CISA Alerts of Exploitation of Vulnerabilities in VPNs and Campaigns Directed at Remote Personnel

To avoid the propagation of the coronavirus, plenty of businesses are allowing their employees to work from home. Though this measure is crucial for lessening the risk of getting Coronavirus Disease 2019 (COVID-19), working from home presents other threats.

To safeguard against cyberattacks, remote network connection should be used along with enterprise-class virtual private networks (VPN) solutions. VPNs safeguard the interconnection between the gadget of a user and the internet, enabling the acquisition and sharing of medical information safely.

Though VPNs will boost security, a number of VPN solutions have flaws that hackers could take advantage of. In the event of exploitation of those flaws, sensitive data could be compromised, and an attacker may even take command of compromised systems. Cybercriminals are locating vulnerabilities in VPNs to manipulate, and having even more remote personnel by using the coronavirus grants them a lot more targets to attack.

The problems linked with VPNs and the rising number of remote workers because of the coronavirus has caused the Department of Homeland Security’s Cybersecurity Infrastructure and Security Agency (CISA) to release a directive to organizations to improve VPN security and undertake cybersecurity measures to fight against cyberattacks.

Many vulnerabilities were identified in widely used VPN solutions in the last 12 months, such as VPN applications from Pulse Secure, Palo Alto Networks, and FortiGuard. Though there were patches released to take care of the vulnerabilities, lots of businesses did not update their software system to the newest version. Not patching cancels the protection offered by the VPN.

In January 2020, there’s a campaign discovered directed at the CVE-2019-11510 vulnerability (remote code execution vulnerability) present in Pulse Policy Secure and Pulse Secure Connect to download the REvil ransomware. By exploiting the vulnerability, a hacker can most likely view all active users and acquire their credentials in plaintext and make arbitrary commands on VPN clients when they link to the server. Pulse Secure made available a patch to resolve the vulnerability on April 24, 2019, but 9 months after, a number of companies continue to utilize vulnerable versions of the VPN.

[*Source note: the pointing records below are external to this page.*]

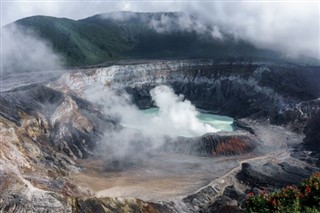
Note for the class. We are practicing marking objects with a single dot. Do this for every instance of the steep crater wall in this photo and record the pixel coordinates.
(272, 90)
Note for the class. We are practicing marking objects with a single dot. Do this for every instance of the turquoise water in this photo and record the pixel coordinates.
(221, 123)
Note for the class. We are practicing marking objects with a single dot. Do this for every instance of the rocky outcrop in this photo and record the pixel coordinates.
(235, 87)
(43, 132)
(273, 175)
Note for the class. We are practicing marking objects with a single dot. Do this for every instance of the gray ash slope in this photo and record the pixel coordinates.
(49, 127)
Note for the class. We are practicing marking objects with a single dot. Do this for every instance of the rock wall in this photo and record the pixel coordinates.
(238, 88)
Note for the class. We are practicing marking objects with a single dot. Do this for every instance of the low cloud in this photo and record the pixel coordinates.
(23, 51)
(290, 28)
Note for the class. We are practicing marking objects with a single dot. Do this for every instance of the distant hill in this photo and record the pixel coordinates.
(122, 35)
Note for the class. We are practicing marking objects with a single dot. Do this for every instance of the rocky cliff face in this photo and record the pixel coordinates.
(43, 132)
(45, 129)
(239, 88)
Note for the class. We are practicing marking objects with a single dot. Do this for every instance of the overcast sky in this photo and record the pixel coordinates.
(292, 28)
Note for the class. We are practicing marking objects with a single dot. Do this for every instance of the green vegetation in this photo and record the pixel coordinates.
(100, 39)
(302, 198)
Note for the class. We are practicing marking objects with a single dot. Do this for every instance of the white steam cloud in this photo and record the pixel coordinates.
(176, 117)
(23, 50)
(145, 133)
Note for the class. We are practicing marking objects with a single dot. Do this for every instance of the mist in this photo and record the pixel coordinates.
(141, 133)
(24, 51)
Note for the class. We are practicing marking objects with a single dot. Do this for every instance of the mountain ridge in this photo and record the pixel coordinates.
(95, 40)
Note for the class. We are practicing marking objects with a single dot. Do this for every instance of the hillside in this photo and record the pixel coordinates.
(121, 35)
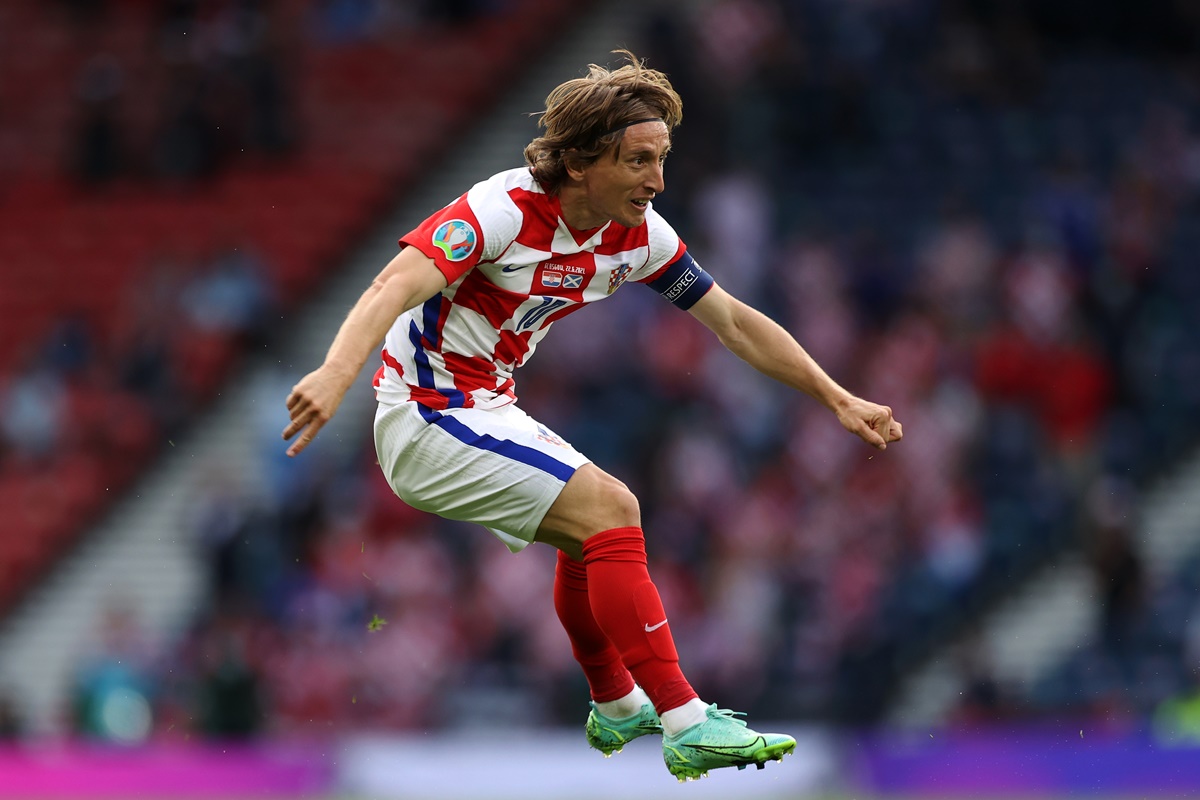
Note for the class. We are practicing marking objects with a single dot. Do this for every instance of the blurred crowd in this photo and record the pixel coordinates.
(982, 214)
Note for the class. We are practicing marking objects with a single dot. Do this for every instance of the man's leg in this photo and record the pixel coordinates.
(621, 710)
(597, 517)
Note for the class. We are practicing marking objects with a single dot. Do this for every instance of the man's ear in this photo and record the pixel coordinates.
(573, 166)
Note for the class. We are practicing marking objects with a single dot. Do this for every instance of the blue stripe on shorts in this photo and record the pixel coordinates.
(510, 450)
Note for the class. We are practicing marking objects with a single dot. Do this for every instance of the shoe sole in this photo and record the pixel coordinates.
(610, 750)
(759, 758)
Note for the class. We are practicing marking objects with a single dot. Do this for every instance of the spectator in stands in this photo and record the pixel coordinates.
(100, 139)
(12, 726)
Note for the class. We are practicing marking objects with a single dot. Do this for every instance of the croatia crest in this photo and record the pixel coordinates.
(456, 239)
(618, 277)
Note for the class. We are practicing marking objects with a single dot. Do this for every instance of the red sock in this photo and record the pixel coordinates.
(628, 608)
(607, 677)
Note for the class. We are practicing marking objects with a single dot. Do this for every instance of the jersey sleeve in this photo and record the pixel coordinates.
(671, 270)
(478, 226)
(453, 238)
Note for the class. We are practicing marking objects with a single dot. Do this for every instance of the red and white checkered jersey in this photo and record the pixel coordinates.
(514, 268)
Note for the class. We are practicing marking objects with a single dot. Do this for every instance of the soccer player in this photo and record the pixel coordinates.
(466, 301)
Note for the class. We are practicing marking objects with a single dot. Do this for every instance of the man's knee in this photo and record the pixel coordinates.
(618, 504)
(591, 501)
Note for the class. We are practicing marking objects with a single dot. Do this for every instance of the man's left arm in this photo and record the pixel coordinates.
(763, 344)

Updating VPNs could be troublesome considering that they are usually in use the whole day; nonetheless, it is necessary that updates are carried out considering the high probability that unpatched vulnerabilities will be exploited. CISA is pushing all companies to make sure to prioritize VPN patches.

It is furthermore crucial to make certain that users solely get access to systems that are vital to execute their job responsibilities. Making sure remote workers get low-level privileges will lower the damage that may be brought about when their credentials are breached. IT teams ought to equally increase checking of their systems and going over access logs to track down likely compromises.

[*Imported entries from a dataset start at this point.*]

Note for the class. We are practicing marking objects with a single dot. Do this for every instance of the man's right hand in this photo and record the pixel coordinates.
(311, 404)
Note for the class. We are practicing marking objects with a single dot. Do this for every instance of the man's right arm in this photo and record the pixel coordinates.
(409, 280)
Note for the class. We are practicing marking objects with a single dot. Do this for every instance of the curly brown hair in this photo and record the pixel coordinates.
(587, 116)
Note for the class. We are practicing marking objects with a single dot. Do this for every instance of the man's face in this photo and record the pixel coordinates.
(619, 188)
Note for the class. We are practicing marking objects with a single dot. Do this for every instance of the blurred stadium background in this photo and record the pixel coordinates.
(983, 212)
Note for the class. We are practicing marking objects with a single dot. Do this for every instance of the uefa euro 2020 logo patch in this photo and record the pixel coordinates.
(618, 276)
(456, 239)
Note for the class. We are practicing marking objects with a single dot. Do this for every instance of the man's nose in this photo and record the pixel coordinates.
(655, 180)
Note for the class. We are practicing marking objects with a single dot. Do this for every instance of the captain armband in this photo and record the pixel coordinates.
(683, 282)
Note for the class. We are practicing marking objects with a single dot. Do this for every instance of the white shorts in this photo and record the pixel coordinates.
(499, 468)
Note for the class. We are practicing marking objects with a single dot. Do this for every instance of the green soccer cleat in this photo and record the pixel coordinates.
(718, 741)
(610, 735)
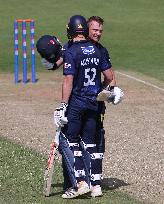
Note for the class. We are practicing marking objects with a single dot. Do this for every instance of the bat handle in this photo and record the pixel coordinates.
(57, 135)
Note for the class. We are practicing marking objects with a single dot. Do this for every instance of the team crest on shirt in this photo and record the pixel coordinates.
(88, 50)
(66, 65)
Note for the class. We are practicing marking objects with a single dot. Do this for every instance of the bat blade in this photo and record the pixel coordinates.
(49, 171)
(50, 164)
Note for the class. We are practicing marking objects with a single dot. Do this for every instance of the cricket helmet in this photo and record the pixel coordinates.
(49, 47)
(77, 25)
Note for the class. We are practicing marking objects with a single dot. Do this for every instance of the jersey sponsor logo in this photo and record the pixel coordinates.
(89, 61)
(52, 42)
(66, 65)
(88, 50)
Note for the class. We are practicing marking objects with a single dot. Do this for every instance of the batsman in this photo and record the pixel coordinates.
(82, 141)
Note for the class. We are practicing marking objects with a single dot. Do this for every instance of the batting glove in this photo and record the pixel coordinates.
(48, 65)
(59, 115)
(117, 95)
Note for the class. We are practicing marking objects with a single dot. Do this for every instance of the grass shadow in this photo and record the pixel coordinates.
(113, 183)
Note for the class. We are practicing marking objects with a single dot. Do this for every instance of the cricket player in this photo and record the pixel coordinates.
(95, 23)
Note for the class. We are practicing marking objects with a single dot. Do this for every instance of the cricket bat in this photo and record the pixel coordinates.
(50, 164)
(105, 95)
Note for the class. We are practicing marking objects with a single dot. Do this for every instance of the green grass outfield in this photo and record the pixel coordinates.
(21, 180)
(133, 29)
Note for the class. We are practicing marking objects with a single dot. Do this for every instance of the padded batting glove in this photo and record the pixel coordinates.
(48, 65)
(59, 115)
(116, 96)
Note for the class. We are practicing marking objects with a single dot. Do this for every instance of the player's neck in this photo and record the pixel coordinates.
(79, 38)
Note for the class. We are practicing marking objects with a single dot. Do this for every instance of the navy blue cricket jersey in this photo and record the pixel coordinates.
(85, 62)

CISA has furthermore informed about the rising occurrences of phishing attacks directed at remote workers to get VPN credentials. Having email security solutions are needed to hold these emails before they are transmitted. Multifactor authentication must be used for remote access to avert the use of stolen credentials. CISA advises that companies that are unable to use MFA are going to be at an increased risk of phishing attacks.

IT teams, in addition, should make certain their systems could take care of the greater number of remote employees. CISA warns that companies may uncover they merely have a small number of VPN connections, and whenever they are all used a number of users can’t access the systems to perform telework.

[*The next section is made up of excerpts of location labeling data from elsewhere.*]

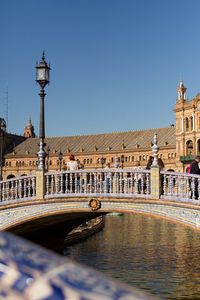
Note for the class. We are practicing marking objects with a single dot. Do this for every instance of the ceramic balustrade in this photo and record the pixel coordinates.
(180, 186)
(22, 188)
(111, 182)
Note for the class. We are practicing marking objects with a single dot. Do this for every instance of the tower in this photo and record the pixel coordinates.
(187, 127)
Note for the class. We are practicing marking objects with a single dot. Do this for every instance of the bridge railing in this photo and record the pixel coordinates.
(21, 188)
(109, 183)
(180, 186)
(112, 182)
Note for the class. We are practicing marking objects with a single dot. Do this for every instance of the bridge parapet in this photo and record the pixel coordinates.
(111, 182)
(147, 184)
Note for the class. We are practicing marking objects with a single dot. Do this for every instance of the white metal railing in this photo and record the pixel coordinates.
(109, 183)
(21, 188)
(180, 186)
(125, 183)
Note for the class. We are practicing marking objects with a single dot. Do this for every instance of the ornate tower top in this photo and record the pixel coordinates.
(29, 129)
(181, 91)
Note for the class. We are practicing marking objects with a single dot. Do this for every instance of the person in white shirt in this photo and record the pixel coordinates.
(72, 165)
(108, 179)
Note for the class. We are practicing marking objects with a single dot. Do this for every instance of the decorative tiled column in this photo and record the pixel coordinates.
(155, 172)
(155, 182)
(40, 184)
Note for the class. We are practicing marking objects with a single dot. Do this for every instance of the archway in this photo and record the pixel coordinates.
(189, 147)
(10, 176)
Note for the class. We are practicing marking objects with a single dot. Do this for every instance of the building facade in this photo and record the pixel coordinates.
(178, 145)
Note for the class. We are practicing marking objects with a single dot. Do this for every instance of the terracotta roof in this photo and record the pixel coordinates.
(106, 142)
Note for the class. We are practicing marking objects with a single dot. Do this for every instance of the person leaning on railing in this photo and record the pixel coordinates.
(194, 169)
(72, 165)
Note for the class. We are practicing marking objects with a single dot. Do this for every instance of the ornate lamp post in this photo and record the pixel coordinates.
(2, 129)
(60, 156)
(122, 160)
(47, 156)
(42, 77)
(103, 161)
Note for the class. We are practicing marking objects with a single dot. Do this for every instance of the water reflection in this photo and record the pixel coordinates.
(147, 252)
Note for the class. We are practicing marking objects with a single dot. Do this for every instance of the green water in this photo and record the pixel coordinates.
(149, 253)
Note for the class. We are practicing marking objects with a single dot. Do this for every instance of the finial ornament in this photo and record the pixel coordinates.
(43, 55)
(155, 150)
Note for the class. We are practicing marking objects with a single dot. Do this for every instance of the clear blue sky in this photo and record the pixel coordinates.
(115, 64)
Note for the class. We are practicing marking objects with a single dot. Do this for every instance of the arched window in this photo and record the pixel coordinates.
(189, 147)
(186, 124)
(10, 176)
(191, 123)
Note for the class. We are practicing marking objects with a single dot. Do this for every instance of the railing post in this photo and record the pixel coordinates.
(155, 172)
(40, 184)
(155, 182)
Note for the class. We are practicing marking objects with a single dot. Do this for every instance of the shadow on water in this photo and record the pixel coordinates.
(146, 252)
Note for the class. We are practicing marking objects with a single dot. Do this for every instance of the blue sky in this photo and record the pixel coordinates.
(115, 64)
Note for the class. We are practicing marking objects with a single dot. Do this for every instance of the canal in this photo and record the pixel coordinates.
(149, 253)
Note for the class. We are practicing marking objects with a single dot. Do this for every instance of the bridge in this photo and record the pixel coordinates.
(46, 195)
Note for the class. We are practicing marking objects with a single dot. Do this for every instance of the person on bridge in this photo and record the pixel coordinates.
(108, 178)
(194, 169)
(72, 165)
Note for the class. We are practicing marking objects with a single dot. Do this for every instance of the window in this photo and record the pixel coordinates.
(186, 124)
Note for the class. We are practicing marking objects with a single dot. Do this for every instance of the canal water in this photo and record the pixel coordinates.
(146, 252)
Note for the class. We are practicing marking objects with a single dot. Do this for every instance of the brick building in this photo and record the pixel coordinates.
(178, 144)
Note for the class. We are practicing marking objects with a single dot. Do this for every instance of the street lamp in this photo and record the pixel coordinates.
(122, 160)
(60, 156)
(42, 77)
(2, 129)
(47, 156)
(103, 161)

The HHS’ Centers for Medicare and Medicaid Services (CMS) has broadened Medicare telehealth benefits to aid in the combat against the COVID-19 and the HHS’ Office for Civil Rights has proclaimed it is going to exercise enforcement foresight in relation to telehealth. This is going to permit more healthcare staff to work remotely during the upcoming weeks. It is hence crucial that VPN recommendations are used.